Obscurité. Ondes sonores d’un voyage sidéral, mêlées peut-être de relents de Couperin ou autres, mais presque inidentifiables. Étoiles (filantes ?). Déesse qui s’envole : on devine ses pieds disparaître dans l’éther… Des cris dans le noir. Un homme crie – engueule sa femme ? sa famille ? Lumière. Un espace libre, un intérieur sans réalisme particulier. Une table qui se perd en coulisses. Une petite nappe au bout avec trois couverts et une soupière. Soupe à la grimace. L’homme qui crie fait les cent pas en tout sens, lourdement, avec de longs silences qui impressionnent. En bout de table, sa chaise est vide. Son épouse, destinataire de l’engueulade, fermée, mutique, a repoussé son assiette et ronge son frein, assise face à nous. Son mouchoir est déjà imbibé de larmes. De dos, un garçon – manifestement le sujet de l’engueulade - assis aussi, écoute en se balançant sur sa chaise au risque de tomber à la renverse ou de casser la chaise…
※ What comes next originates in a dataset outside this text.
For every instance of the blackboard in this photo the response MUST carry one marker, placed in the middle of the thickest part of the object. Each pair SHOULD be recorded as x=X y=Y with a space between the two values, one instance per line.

C’est de lui qu’on parle – la femme va répondre, faiblement – et lui, le garçon ne dira rien, longtemps. Le père fulmine : son fils aime une jolie fille, riche qui plus est. Alors pourquoi la mère ne veut-elle pas ? Pourquoi le gosse se tait ?…
C’est une pièce en cinq actes et en vers, ni comédie ni tragédie : un conte, une histoire à dormir debout.
Cela fut créé en 1634 à l’Hôtel de Bourgogne. Benserade, habile homme, a écrit plusieurs « tragédies » durant ces années 1630. Il n’était pas, disons-le, le plus grand poète du XVIe siècle, et c’est ici un gros avantage : nous avons pu élaguer librement les tirades trop discoureuses. Et cela finit par ajouter au texte une fantaisie poétique proche de la liberté de l’Amphitryon de Molière, par exemple.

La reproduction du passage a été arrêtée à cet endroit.